I was going to be as honest as I could, and hope that my boys could give me a fair shake.

"Dan and Josh, it's true that I have been seeing another woman, but that is only since last Christmas, in fact, actually not until February. So, for a couple of months.

"But let me make something clear, that your mother doesn't want to acknowledge.

"This woman is not a 'cause', she is an 'effect, ' and has nothing to do with the problems between your mother and me." I laid out my premise.

"How's that?" Josh asked.

"Boys, from the time you moved out to go to college, your mother slowly, over time, became less and less physically intimate with me. You are both grown and married men, so I'll lay it on the line — she stopped doing things that caused her to come into physical contact with me, including hugging, kissing, touching, and yes, sex.

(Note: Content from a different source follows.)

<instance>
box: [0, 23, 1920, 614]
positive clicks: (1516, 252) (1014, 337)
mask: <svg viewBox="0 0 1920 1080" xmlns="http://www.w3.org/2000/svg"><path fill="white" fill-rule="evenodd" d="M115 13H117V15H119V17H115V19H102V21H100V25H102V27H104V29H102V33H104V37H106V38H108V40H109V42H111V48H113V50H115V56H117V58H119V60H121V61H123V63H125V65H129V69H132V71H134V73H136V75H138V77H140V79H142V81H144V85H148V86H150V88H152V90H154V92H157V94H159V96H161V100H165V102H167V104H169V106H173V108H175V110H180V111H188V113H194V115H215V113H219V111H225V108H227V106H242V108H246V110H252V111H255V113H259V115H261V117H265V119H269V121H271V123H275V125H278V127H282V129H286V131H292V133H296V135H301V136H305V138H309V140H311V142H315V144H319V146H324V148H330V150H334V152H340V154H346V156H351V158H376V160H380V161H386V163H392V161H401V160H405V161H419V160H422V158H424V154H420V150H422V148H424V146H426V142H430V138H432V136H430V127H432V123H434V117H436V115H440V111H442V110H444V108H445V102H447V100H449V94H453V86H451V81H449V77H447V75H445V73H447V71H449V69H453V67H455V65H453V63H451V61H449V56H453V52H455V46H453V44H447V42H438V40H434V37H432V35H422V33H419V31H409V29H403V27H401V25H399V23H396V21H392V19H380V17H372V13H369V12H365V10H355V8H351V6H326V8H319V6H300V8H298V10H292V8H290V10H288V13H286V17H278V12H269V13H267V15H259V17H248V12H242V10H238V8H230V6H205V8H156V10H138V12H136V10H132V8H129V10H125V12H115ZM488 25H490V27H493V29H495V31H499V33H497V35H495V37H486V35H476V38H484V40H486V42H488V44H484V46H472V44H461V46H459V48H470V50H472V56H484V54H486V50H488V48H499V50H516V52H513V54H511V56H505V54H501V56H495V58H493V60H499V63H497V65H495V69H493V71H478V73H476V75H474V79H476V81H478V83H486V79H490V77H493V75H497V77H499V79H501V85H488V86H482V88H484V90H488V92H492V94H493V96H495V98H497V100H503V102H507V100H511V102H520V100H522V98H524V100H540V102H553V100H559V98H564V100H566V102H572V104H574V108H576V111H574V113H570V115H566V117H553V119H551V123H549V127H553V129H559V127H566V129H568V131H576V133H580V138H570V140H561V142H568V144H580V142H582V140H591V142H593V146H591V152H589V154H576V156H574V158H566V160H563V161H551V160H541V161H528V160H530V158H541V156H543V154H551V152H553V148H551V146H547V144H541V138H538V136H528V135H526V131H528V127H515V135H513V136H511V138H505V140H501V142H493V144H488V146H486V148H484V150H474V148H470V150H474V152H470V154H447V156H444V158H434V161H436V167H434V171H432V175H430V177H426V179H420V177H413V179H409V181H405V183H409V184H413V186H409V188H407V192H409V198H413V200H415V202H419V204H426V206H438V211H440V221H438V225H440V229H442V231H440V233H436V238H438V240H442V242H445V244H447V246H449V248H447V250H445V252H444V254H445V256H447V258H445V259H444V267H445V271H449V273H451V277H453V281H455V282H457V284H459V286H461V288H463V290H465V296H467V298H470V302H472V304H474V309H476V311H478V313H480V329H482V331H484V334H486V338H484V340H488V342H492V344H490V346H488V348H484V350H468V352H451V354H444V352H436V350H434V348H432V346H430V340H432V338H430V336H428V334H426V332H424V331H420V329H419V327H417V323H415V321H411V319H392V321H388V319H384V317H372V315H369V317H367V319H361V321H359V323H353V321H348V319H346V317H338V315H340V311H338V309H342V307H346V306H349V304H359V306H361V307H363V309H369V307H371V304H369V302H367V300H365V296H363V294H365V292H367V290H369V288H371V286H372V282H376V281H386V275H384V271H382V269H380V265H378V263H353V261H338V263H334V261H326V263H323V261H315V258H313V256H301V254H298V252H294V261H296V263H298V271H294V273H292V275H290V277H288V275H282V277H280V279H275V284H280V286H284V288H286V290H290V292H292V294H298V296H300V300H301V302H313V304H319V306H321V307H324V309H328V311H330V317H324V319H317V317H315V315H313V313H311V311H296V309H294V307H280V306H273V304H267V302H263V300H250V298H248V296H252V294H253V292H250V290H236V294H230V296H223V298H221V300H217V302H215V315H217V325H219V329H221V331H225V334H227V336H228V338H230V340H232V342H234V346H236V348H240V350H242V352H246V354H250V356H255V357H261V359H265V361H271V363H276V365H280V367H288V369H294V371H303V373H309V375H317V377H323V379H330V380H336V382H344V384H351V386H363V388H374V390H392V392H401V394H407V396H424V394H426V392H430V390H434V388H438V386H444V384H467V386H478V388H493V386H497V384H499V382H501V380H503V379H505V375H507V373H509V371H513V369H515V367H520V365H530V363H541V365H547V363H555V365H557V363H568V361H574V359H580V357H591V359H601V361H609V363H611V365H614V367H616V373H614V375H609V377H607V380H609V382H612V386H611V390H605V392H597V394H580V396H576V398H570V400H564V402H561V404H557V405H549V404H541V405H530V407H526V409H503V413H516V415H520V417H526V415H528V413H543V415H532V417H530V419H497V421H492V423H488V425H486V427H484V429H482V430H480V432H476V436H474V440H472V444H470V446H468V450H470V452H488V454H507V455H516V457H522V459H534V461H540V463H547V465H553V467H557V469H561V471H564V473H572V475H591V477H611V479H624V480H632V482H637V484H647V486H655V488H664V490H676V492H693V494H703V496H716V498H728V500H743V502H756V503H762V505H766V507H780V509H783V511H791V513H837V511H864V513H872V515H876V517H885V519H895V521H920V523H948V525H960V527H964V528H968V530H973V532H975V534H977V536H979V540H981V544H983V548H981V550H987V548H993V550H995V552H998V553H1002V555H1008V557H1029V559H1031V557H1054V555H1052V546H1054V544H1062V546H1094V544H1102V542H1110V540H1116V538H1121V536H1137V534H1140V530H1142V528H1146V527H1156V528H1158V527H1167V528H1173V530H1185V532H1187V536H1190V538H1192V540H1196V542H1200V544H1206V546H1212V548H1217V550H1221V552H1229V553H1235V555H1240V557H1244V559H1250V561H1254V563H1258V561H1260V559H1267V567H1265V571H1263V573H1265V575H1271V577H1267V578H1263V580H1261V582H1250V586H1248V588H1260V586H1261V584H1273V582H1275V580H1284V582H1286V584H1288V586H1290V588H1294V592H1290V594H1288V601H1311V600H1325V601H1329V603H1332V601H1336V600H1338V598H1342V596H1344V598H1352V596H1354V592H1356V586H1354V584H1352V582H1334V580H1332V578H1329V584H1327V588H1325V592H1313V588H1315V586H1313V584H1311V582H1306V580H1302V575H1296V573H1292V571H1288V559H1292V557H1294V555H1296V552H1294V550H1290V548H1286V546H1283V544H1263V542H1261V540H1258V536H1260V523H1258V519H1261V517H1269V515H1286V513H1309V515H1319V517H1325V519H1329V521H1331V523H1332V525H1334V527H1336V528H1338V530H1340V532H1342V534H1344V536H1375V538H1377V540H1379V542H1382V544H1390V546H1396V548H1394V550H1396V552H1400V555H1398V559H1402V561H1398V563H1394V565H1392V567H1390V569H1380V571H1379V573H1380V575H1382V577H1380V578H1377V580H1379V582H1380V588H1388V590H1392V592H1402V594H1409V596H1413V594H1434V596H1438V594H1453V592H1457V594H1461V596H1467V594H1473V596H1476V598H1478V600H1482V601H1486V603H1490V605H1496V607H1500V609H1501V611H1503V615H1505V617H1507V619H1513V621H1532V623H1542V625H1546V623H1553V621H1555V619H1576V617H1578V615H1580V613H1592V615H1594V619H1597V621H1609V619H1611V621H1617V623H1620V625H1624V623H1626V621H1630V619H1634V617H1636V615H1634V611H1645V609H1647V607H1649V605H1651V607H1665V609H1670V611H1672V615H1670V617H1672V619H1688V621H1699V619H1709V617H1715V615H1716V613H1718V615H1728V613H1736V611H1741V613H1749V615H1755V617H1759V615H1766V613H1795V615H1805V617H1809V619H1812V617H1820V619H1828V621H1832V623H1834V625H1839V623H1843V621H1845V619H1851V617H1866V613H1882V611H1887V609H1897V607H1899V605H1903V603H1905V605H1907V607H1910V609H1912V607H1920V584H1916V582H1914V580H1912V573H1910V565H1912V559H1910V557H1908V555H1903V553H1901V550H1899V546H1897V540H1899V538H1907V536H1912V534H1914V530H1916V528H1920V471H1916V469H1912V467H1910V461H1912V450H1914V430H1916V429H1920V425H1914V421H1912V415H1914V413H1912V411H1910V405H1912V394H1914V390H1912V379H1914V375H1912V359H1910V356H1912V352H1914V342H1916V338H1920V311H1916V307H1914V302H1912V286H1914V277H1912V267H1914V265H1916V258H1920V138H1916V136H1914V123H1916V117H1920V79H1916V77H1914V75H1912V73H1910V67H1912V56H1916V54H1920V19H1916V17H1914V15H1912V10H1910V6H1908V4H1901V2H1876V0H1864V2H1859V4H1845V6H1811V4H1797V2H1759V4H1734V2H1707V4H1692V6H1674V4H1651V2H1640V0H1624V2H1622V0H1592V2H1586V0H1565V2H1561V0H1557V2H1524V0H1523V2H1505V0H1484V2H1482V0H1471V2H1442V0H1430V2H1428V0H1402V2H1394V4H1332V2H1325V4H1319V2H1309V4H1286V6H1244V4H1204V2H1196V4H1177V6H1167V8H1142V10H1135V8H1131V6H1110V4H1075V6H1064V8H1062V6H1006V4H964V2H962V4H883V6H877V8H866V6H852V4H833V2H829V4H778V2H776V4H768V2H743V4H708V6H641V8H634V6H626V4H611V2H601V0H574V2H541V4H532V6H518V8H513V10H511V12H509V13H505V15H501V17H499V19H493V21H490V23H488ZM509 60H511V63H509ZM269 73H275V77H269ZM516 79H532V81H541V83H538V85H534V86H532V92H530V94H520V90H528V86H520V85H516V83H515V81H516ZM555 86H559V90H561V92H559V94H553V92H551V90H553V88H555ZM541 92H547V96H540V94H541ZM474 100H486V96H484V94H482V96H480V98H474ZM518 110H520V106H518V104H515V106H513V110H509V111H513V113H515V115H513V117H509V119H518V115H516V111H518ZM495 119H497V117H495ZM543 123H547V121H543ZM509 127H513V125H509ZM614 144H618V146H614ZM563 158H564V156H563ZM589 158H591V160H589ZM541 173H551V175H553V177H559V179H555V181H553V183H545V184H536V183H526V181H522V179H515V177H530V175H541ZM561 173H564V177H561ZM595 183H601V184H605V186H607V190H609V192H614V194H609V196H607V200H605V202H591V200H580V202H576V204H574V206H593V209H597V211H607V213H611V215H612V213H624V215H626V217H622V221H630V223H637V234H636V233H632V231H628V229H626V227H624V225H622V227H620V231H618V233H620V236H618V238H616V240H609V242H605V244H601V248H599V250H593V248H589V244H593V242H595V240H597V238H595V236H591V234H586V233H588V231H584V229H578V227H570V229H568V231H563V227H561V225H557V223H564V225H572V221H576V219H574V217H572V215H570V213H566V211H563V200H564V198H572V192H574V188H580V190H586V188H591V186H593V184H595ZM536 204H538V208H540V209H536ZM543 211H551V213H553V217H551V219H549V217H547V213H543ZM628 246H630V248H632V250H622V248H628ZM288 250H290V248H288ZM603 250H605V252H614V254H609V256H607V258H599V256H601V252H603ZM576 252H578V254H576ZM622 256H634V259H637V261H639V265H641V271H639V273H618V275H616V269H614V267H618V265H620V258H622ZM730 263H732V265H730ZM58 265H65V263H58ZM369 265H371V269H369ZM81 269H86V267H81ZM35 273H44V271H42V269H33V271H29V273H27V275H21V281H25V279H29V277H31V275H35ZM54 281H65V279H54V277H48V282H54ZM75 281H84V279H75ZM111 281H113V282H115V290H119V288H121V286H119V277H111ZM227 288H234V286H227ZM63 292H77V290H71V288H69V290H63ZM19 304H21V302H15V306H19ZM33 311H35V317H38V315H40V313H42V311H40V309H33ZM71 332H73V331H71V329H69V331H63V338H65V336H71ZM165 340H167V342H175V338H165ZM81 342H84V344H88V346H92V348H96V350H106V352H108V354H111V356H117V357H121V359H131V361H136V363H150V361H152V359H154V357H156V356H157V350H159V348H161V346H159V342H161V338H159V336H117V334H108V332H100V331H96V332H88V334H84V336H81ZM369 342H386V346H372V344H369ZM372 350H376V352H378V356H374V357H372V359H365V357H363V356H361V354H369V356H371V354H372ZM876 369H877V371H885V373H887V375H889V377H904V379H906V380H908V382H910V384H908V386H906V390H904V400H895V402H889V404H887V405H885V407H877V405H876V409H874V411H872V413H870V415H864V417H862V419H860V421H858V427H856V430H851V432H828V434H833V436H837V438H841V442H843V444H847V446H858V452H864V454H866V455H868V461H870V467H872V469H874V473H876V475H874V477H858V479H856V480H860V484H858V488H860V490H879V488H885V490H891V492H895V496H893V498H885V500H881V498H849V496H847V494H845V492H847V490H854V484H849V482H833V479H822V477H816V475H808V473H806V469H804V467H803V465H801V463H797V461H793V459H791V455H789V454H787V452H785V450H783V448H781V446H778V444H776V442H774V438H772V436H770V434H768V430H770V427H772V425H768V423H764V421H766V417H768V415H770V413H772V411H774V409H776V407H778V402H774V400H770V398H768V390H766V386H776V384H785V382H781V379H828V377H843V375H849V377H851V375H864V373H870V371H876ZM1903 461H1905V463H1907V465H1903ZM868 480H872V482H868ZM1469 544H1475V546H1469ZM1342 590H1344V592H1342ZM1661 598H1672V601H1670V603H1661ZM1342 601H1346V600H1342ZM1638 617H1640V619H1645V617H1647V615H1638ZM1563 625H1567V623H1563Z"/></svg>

"It wasn't overnight or anything, just a little less at a time, so that I didn't even really notice how resistant she was to being in any sort of direct contact with me, until she moved out of the master bedroom and into Dan's old room, a couple of years ago.

"Even this past Christmas, she only moved back into the bedroom with me for the days while you were there visiting, and as soon as you were gone, poof! She was back in the other bedroom," I revealed.

Dan perked up.

"I was wondering about that," he said, "She kept popping into our room, into the bathroom, to get stuff, and I kept thinking, 'why doesn't she just keep her toiletries in her own bathroom?'"

I nodded my head.

"I hope that you never have to face a situation like this with your wives, or if you do, I hope you can nip it in the bud early, because over time it just gets more and more painful, embarrassing, and humiliating to be ignored and rejected. I really hope that you are more observant than I was, but I never expected it, so I wasn't looking," was my plea for mitigation.

"Anyway, I've tried to talk to her, to see if there was anything that we could do about it together — see a marriage counselor, or a psychologist, or even just to get checked out by a physician to see what might be wrong. But she wouldn't even give me the time of day.

"It got to a point where I wondered if I had some medical condition that was giving me B.O., or bad breath, and I had the doctors check me out. They said I was normal, no worse than any other guy my age. Based on that, I assume that whatever your mother finds repugnant about me isn't any sort of physical condition on my part.

"She insists to this day that there is nothing wrong for a couple of people in their mid-50's to be married, and not so much as touch each other!" I said, rather emphatically, getting worked up just thinking about the unfairness of the situation.